TOMAR VERGONHA

Richard Simonetti

1 –    A Doutrina Espírita nos ajuda a identificar nossas falhas. Mesmo assim, não mudamos nossa forma de agir. Por que isso acontece?

                     Ocorre que essa postura é superficial, jogo de cena conosco mesmos. Falta aquele cair em si, de que trata Jesus, na Parábola do Filho Pródigo (Lucas, 15:11-24), em que o indivíduo reconhece a extensão de sua miséria moral, o quão distanciado está de Deus, e dispõe-se a caminhar ao Seu encontro. Minha avó traduzia isso dizendo que é preciso tomar vergonha.

2 –    Sabemos que a Vida vem sendo comprometida no planeta em face da poluição produzida pelo Homem, que não respeita a Natureza. Por que agimos assim?

                     Falta tomar vergonha em relação ao assunto, assumindo uma consciência ecológica que nos leve a vigiar nosso comportamento nos contatos com a Natureza, tanto quanto devemos vigiar nossas iniciativas no relacionamento com o próximo.

3 –   Considerando o clima de violência na atualidade, podemos dizer que muitos Espíritos estão fracassando em sua última oportunidade de renovação, despedindo-se da Terra, que já estaria deixando a condição de Mundo de Provas e Expiações e sendo promovida a Mundo de Regeneração?

                     Corremos sérios riscos se isso estiver acontecendo, porquanto, como ensinava Jesus no Sermão da Montanha (Mateus, 5:5), ficarão na Terra os que houverem conquistado a mansuetude. Para uma Humanidade sem vergonha, o vocábulo manso tem uma conotação pejorativa. Usá-lo ao nos dirigirmos a alguém soa ofensivo.

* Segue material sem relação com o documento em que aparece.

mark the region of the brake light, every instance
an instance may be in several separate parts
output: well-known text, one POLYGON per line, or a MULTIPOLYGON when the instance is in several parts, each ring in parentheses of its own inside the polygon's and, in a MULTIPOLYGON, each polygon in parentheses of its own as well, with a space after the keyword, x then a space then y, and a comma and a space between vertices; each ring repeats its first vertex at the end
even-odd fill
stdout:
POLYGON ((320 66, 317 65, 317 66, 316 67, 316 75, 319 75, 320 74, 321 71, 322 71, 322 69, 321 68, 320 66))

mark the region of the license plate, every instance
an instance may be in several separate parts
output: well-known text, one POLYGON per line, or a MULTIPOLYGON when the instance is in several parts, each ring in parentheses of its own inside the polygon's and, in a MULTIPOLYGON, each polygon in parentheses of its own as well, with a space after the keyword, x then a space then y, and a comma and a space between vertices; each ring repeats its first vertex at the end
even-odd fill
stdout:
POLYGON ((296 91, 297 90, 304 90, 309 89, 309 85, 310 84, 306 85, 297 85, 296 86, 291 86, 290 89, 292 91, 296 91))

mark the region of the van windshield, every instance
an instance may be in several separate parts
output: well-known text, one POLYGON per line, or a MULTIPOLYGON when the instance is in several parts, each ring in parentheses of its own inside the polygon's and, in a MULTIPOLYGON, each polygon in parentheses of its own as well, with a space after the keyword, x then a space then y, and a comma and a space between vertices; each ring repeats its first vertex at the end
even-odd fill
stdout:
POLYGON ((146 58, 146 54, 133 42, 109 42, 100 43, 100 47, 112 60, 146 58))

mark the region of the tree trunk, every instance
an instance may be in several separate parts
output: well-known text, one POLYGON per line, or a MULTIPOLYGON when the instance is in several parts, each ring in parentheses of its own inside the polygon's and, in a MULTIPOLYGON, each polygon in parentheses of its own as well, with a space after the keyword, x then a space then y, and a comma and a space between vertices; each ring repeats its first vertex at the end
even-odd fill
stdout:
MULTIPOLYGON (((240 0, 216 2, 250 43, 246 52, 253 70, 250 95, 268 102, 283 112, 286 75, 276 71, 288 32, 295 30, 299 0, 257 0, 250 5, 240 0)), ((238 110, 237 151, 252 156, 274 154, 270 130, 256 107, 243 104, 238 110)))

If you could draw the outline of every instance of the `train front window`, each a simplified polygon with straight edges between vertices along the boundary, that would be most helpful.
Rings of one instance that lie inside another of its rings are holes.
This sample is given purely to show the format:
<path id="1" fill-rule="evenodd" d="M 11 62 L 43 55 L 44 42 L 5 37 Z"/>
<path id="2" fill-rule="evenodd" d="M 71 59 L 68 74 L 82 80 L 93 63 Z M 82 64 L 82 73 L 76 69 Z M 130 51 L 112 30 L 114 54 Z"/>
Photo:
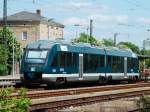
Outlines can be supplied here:
<path id="1" fill-rule="evenodd" d="M 28 51 L 26 61 L 29 63 L 44 63 L 47 56 L 47 52 L 47 50 L 30 50 Z"/>
<path id="2" fill-rule="evenodd" d="M 27 58 L 46 58 L 47 51 L 29 51 Z"/>

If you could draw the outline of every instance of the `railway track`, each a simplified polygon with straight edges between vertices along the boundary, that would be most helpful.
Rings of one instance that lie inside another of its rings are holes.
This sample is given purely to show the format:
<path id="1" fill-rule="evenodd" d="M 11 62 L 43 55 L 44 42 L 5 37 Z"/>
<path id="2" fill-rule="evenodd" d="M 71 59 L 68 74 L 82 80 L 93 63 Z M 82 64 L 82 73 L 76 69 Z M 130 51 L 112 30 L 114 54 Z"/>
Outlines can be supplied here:
<path id="1" fill-rule="evenodd" d="M 110 100 L 117 100 L 121 98 L 131 98 L 131 97 L 140 97 L 143 95 L 150 94 L 149 90 L 141 90 L 141 91 L 133 91 L 133 92 L 124 92 L 124 93 L 116 93 L 116 94 L 106 94 L 106 95 L 100 95 L 100 96 L 89 96 L 89 97 L 79 97 L 79 98 L 73 98 L 73 99 L 67 99 L 67 100 L 60 100 L 60 101 L 49 101 L 49 102 L 43 102 L 39 104 L 33 104 L 30 108 L 31 112 L 42 111 L 42 112 L 57 112 L 60 109 L 67 108 L 70 106 L 83 106 L 83 105 L 89 105 L 93 103 L 103 102 L 103 101 L 110 101 Z"/>
<path id="2" fill-rule="evenodd" d="M 126 85 L 111 85 L 111 86 L 96 86 L 96 87 L 83 87 L 83 88 L 72 88 L 72 89 L 60 89 L 60 90 L 40 90 L 35 91 L 30 90 L 27 93 L 27 97 L 30 99 L 46 98 L 46 97 L 56 97 L 56 96 L 66 96 L 66 95 L 77 95 L 84 93 L 102 92 L 102 91 L 112 91 L 112 90 L 123 90 L 139 87 L 150 87 L 150 83 L 137 83 L 137 84 L 126 84 Z M 18 97 L 18 94 L 13 94 L 12 97 Z"/>
<path id="3" fill-rule="evenodd" d="M 139 88 L 141 89 L 138 90 Z M 128 89 L 130 89 L 130 91 L 127 91 Z M 91 96 L 95 93 L 103 94 Z M 34 112 L 35 110 L 42 112 L 44 112 L 44 110 L 46 112 L 54 112 L 65 107 L 82 106 L 126 97 L 137 97 L 142 96 L 143 94 L 150 94 L 150 83 L 32 91 L 27 93 L 27 97 L 32 99 L 32 105 L 30 108 L 31 112 Z M 19 98 L 17 94 L 12 97 Z"/>

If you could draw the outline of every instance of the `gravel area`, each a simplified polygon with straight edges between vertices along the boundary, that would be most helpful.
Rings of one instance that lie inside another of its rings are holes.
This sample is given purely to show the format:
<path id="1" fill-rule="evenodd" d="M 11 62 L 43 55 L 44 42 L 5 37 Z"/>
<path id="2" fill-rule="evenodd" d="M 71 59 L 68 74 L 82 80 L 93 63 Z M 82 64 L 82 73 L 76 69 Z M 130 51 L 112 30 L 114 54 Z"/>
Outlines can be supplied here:
<path id="1" fill-rule="evenodd" d="M 128 112 L 137 108 L 137 99 L 138 98 L 125 98 L 87 106 L 70 107 L 60 110 L 59 112 Z"/>

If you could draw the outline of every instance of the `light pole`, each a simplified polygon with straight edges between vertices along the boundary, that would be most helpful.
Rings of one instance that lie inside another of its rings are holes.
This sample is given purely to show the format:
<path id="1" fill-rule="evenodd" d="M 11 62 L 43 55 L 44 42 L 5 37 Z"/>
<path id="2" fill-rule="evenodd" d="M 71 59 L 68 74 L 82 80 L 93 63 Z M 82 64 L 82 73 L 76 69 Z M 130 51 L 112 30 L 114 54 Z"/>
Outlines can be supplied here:
<path id="1" fill-rule="evenodd" d="M 15 39 L 13 37 L 13 77 L 15 76 Z"/>
<path id="2" fill-rule="evenodd" d="M 118 36 L 119 34 L 120 34 L 120 33 L 114 33 L 114 47 L 116 46 L 117 36 Z"/>
<path id="3" fill-rule="evenodd" d="M 87 25 L 80 25 L 80 24 L 75 24 L 74 26 L 76 26 L 76 27 L 86 27 L 86 34 L 87 34 L 87 43 L 88 43 L 88 32 L 89 32 L 89 26 L 87 26 Z M 78 31 L 76 30 L 76 37 L 78 36 Z"/>

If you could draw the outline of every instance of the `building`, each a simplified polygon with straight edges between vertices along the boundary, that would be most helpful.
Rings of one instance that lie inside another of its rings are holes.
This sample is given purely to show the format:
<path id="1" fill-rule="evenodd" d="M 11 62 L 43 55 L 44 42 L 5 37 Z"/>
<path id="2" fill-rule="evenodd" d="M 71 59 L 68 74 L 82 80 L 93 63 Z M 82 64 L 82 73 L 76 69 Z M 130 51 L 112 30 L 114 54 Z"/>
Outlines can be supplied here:
<path id="1" fill-rule="evenodd" d="M 0 20 L 0 27 L 3 20 Z M 22 48 L 36 40 L 62 39 L 64 25 L 41 15 L 40 10 L 36 13 L 22 11 L 7 17 L 7 26 L 14 32 L 17 41 Z"/>

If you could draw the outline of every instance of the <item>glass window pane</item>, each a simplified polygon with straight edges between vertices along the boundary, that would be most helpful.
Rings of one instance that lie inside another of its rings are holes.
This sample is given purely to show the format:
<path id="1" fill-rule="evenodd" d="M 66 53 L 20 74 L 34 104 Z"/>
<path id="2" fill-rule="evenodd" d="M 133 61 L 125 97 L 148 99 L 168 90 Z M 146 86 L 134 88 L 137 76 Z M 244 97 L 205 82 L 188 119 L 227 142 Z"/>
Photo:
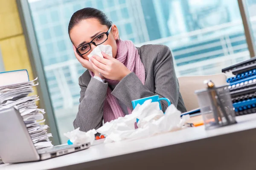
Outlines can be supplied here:
<path id="1" fill-rule="evenodd" d="M 50 13 L 51 18 L 52 22 L 57 22 L 59 20 L 58 14 L 57 11 L 52 11 Z"/>
<path id="2" fill-rule="evenodd" d="M 254 45 L 256 45 L 256 0 L 246 0 L 247 9 L 250 21 L 250 28 L 251 31 L 253 34 Z"/>
<path id="3" fill-rule="evenodd" d="M 254 28 L 256 2 L 247 0 Z M 29 2 L 63 143 L 67 140 L 63 133 L 73 129 L 80 97 L 78 80 L 85 70 L 65 31 L 76 10 L 89 6 L 102 10 L 117 25 L 120 37 L 137 46 L 168 46 L 178 77 L 220 73 L 250 58 L 237 0 Z"/>
<path id="4" fill-rule="evenodd" d="M 44 39 L 45 40 L 50 40 L 51 39 L 51 33 L 50 29 L 48 28 L 44 28 L 42 30 L 43 36 Z"/>
<path id="5" fill-rule="evenodd" d="M 63 35 L 62 31 L 62 27 L 61 25 L 55 26 L 53 27 L 53 31 L 55 37 L 61 36 Z"/>

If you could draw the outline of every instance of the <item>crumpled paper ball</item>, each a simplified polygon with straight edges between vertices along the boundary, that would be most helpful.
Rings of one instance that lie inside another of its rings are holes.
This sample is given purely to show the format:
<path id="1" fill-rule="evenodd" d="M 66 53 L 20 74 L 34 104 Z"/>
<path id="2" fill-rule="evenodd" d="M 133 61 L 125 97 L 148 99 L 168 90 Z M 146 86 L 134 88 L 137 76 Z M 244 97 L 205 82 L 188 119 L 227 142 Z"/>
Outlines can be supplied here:
<path id="1" fill-rule="evenodd" d="M 151 102 L 149 99 L 141 105 L 138 105 L 131 114 L 107 122 L 96 131 L 107 136 L 105 143 L 145 138 L 181 129 L 189 118 L 189 115 L 180 118 L 181 113 L 171 105 L 164 114 L 158 102 Z M 135 129 L 137 118 L 138 128 Z"/>

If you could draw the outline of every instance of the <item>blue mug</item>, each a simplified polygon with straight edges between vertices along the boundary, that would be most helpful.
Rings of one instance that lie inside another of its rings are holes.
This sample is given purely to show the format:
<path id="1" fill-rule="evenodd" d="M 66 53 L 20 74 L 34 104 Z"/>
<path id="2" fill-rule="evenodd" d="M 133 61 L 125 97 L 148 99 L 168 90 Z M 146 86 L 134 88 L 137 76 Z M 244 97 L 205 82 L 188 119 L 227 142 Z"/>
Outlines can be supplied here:
<path id="1" fill-rule="evenodd" d="M 161 103 L 160 103 L 160 100 L 164 100 L 167 102 L 167 103 L 168 103 L 168 106 L 171 105 L 171 102 L 170 102 L 170 100 L 169 100 L 168 99 L 165 98 L 159 98 L 159 96 L 158 96 L 158 95 L 155 95 L 132 101 L 131 104 L 132 104 L 132 107 L 133 107 L 134 109 L 135 108 L 137 105 L 138 105 L 138 104 L 139 104 L 140 105 L 142 105 L 144 103 L 144 102 L 145 101 L 149 100 L 150 99 L 151 99 L 152 100 L 152 102 L 158 102 L 159 103 L 159 107 L 160 108 L 160 110 L 162 110 L 162 107 L 161 107 Z"/>

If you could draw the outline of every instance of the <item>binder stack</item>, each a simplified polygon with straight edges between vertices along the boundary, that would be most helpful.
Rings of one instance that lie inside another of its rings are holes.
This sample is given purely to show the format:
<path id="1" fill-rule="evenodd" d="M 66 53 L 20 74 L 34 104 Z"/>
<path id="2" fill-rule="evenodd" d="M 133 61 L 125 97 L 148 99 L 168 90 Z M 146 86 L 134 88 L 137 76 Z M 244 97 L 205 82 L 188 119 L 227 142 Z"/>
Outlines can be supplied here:
<path id="1" fill-rule="evenodd" d="M 235 76 L 227 79 L 236 116 L 256 112 L 256 57 L 222 69 Z"/>

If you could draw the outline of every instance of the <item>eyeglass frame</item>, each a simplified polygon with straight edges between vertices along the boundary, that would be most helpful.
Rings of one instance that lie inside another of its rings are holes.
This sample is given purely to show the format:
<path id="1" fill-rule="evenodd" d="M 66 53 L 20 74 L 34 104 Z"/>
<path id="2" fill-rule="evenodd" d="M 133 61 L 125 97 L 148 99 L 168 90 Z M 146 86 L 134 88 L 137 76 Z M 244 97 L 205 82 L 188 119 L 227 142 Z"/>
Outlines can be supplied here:
<path id="1" fill-rule="evenodd" d="M 106 41 L 107 41 L 108 38 L 108 35 L 109 35 L 109 34 L 110 33 L 110 31 L 111 31 L 112 29 L 112 26 L 110 26 L 110 27 L 109 28 L 109 29 L 108 29 L 108 31 L 107 32 L 103 32 L 102 34 L 101 34 L 99 35 L 97 35 L 97 36 L 96 36 L 94 38 L 93 38 L 93 40 L 92 40 L 90 42 L 87 43 L 86 44 L 82 44 L 80 46 L 79 46 L 79 47 L 78 47 L 78 48 L 76 47 L 76 52 L 77 53 L 77 54 L 78 54 L 80 56 L 82 57 L 82 56 L 84 54 L 86 54 L 86 53 L 88 53 L 90 50 L 91 49 L 92 49 L 92 48 L 90 46 L 90 44 L 93 44 L 93 45 L 94 45 L 95 46 L 98 46 L 99 45 L 100 45 L 101 44 L 103 44 L 103 43 L 104 43 L 105 42 L 106 42 Z M 107 39 L 106 39 L 106 40 L 105 40 L 104 41 L 103 41 L 100 44 L 98 44 L 98 45 L 96 45 L 96 44 L 95 43 L 95 42 L 93 42 L 93 40 L 94 40 L 97 38 L 99 36 L 103 34 L 106 34 L 106 35 L 107 35 Z M 84 54 L 81 54 L 80 52 L 79 52 L 79 51 L 78 50 L 78 48 L 79 48 L 84 46 L 84 45 L 89 45 L 89 46 L 90 46 L 90 49 L 88 51 L 87 51 L 87 52 L 84 53 Z"/>

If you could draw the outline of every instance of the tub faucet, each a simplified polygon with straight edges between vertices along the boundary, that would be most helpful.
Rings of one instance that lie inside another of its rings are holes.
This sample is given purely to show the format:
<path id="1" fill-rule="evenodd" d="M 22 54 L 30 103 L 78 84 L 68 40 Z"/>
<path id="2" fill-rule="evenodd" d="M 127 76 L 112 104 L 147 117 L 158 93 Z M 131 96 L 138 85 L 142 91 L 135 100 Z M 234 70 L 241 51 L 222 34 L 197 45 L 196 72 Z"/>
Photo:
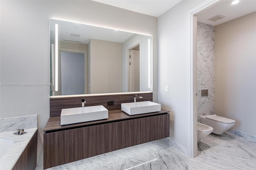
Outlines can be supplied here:
<path id="1" fill-rule="evenodd" d="M 24 132 L 24 128 L 18 128 L 16 130 L 16 134 L 17 134 L 20 135 L 21 134 L 24 134 L 24 133 L 26 133 L 26 132 Z"/>
<path id="2" fill-rule="evenodd" d="M 86 103 L 86 101 L 84 101 L 84 99 L 82 99 L 82 107 L 84 107 L 84 105 L 85 105 L 85 103 Z"/>
<path id="3" fill-rule="evenodd" d="M 141 96 L 138 96 L 138 95 L 134 95 L 134 96 L 133 96 L 133 100 L 134 101 L 134 102 L 136 102 L 136 98 L 138 98 L 139 99 L 142 99 L 143 98 L 143 97 L 142 97 Z"/>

4 –    Como você definiria a expressão manso, sob o ponto de vista evangélico?

                     É alguém que venceu a agressividade, guardando as raízes de sua estabilidade emocional em si mesmo, não nos outros. Não reage aos estímulos externos. Age, conforme o ajuste interno efetuado à luz dos ensinamentos de Jesus, a partir do momento em que tomou vergonha.

5 –    A condição de Mundo de Regeneração, de que falam os Espíritos, estaria, então, distante?

                     Tão distante quanto nos encontramos da agressividade para a mansuetude. Creio que muita água vai rolar no rio do tempo até que tomemos vergonha, superando estágios primários de evolução que nos situam perto da taba.

6 –    Poderíamos dizer que a Misericórdia Divina exercita a paciência nesse sentido?

                     Deus não tem pressa.  Obviamente haverá o momento em que os recalcitrantes deixarão nosso planeta e serão confinados em mundos inferiores, onde a mestra Dor atuará com mais rigor. Chega o momento em que um pai, até por amor ao filho, será compelido a dar-lhe umas boas palmadas, a fim de que tome vergonha.

7  –   Qual a importância da religião em favor desse objetivo?

                     A religião é o estímulo para que cultivemos o aspecto sagrado da existência, buscando cumprir os compromissos que assumimos ao reencarnar. Ajuda-nos nessa empreitada, mas pouco valerá se não estivermos dispostos a tomar vergonha.

8 –    Considerando os esclarecimentos que nos oferece a respeito da vida espiritual, onde colheremos as consequências das ações humanas, podemos dizer que o Espiritismo nos ajuda a lidar melhor com os desafios da existência?

                     Sem dúvida! Quem sabe de onde veio, por que vive na Terra e para onde vai, certamente estará mais bem orientado nesse sentido. Não obstante, ainda aqui, a mudança de rumo, em favor do melhor, o tomar vergonha na cara é muito mais uma questão de acordar do que de aprender. Usando uma expressão popular, seria ligar o desconfiômetro, muito mais cumprir a sinalização da Vida, do que simplesmente conhecer seus regulamentos.